Conlon présente Bernstein : travail mémoriel à Baltimore
Le chef James Colon le dit explicitement lors de ses interventions ce soir (comme il en parlait dans notre interview), il a conçu ce concert comme un voyage mémoriel entre les traditions musicales viennoises de l’ancien monde, celui d’avant la Seconde Guerre mondiale, et l’arrivée dans une nouvelle terre d’accueil, les Etats-Unis. Le voyage va de Brahms, caractéristique de la musique allemande de la fin du XIXe siècle à Bernstein, père d’une certaine modernité musicale, entre jazz et musique nouvelle, en passant par Franz Schreker. Ce compositeur méconnu (hormis de nos lecteurs, en particulier alors que la création française du Chercheur de trésors s’annonce à l’Opéra national du Rhin), victime de l’autodaphé nazi, est un des compositeurs caractéristiques de l’engagement de Conlon pour ceux qu’il appelle les « Recovered composers », et qui doivent être joués. Comme Conlon l’explique, même si ces partitions ont été retrouvées, la musique n’existe vraiment que quand elle est jouée.
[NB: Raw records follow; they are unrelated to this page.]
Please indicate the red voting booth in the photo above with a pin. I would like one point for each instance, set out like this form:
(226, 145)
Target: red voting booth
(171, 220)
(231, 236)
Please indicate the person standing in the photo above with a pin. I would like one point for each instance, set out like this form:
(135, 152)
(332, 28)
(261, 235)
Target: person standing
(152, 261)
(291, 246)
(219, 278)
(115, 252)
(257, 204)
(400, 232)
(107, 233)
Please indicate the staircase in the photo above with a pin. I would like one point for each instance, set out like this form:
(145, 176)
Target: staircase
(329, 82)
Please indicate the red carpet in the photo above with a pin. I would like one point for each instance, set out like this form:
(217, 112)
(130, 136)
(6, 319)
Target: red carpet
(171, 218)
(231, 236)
La seconde partie du concert est alors dédiée à l’autre versant mémoriel : non plus les compositeurs spoliés et oubliés à cause du régime nazi, mais cette fois-ci la mémoire de l’Holocaust de manière plus générale, par des compositeurs juifs réfugiés ou ayant survécu. Samuel Pisar écrit ainsi ici son propre Kaddish [texte de glorification de Dieu, en particulier dans les situations de deuil ou d’enterrement] pour la Symphonie n°3 - Kaddish de Bernstein. Ce texte, en surimpression de la musique, est récité pour l’occasion par Judith et Leah Pisar, dans un double hommage, à la fois au génocide des Juifs dont Samuel Pisar porte la voix, et à Samuel Pisar lui-même en tant que père et mari aujourd’hui disparu.
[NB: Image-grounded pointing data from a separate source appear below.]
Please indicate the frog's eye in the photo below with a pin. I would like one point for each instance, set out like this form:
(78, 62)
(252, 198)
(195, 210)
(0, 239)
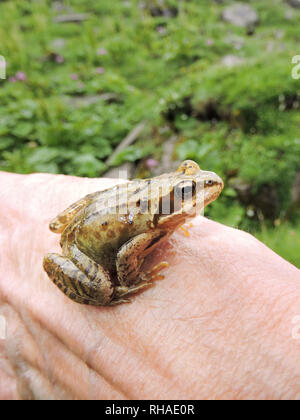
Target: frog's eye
(185, 190)
(209, 182)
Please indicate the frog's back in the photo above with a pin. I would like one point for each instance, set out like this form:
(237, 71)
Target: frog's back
(112, 218)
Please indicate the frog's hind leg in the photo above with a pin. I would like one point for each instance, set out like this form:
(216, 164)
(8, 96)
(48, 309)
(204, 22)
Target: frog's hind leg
(75, 283)
(129, 261)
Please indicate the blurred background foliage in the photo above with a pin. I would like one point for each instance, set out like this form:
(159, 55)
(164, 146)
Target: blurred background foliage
(82, 74)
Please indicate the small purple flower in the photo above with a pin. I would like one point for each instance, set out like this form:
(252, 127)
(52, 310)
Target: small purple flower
(151, 163)
(59, 58)
(74, 76)
(21, 76)
(161, 30)
(210, 42)
(102, 51)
L’orchestre évite avec bonheur de tomber dans les travers d’une musique lourde d’émotions, mais au contraire assure avec un grand professionnalisme une vigueur sans cesse renouvelée tout au long du concert. Les pupitres sont techniques et précis, en particulier les cordes, menées par le violon solo Jonathan Carney. Cette vivacité rentre cependant en légère contradiction avec la technique du chœur d’adulte, celui de l’University of Maryland qui manque en effet de diction et de netteté dans ses approches, bien qu’il compense par un certain dynamisme dans l’interprétation, et une grande harmonie entre les voix, ménagées notamment par la souplesse des altos et les graves assurés des basses. Les ténors montrent ici une belle puissance dans leurs parties solos, notamment dans les aigus. Les sopranos sortent aussi du lot, avec une douceur bienvenue, qui donne une nuance supplémentaire au texte du kaddish (les chœurs chantent une version en araméen).
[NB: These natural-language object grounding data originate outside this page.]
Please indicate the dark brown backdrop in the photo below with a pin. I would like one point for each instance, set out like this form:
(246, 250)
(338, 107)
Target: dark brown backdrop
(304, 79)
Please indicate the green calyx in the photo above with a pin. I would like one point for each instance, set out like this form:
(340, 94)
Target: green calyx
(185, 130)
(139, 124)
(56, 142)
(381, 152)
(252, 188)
Le chœur d’enfants, ici le Maryland State Boychoir, est plus discret dans la partition de Bernstein, avec un peu de souffle dans l’interprétation, mais de belles résonances dans les voix graves, qui font écho aux sopranos du chœur d’adultes. Ce chœur d’enfants apporte aussi beaucoup de poésie, en répondant à la voix de la soprano Diana Newman. Si cette version avec deux récitantes met un peu sur le côté les interventions vocales de la chanteuse, l’auditoire a tout de même le temps d’apprécier sa belle technique vocale. Diana Newman fait ici du défaut des chœurs une force, en choisissant une interprétation lointaine, en accord avec un timbre profond et inspiré. La chanteuse associe en effet une chaleur de l’approche musicale, notamment dans les extrêmes, avec une finesse dans l’attaque technique, qui lui permet d’assurer des aigus difficiles, et manquant d’ailleurs parfois un petit peu de précision. Le public salue ici la dimension joueuse que la soprano donne aux derniers moments de la symphonie, qui permet de finir sur une note plus légère.
Des sourires s’allument aussi dans les yeux des deux grandes performeuses vocales de la soirée, Judith et Leah Pisar, lorsque s’achève le Kaddish, in « our common home » : dans notre maison à tous, la planète pour Samuel Pisar, le beau Joseph Meyerhoff Symphony Hall ce soir pour les musiciens et le public qui applaudit longuement avec un recueillement plein d’espoir.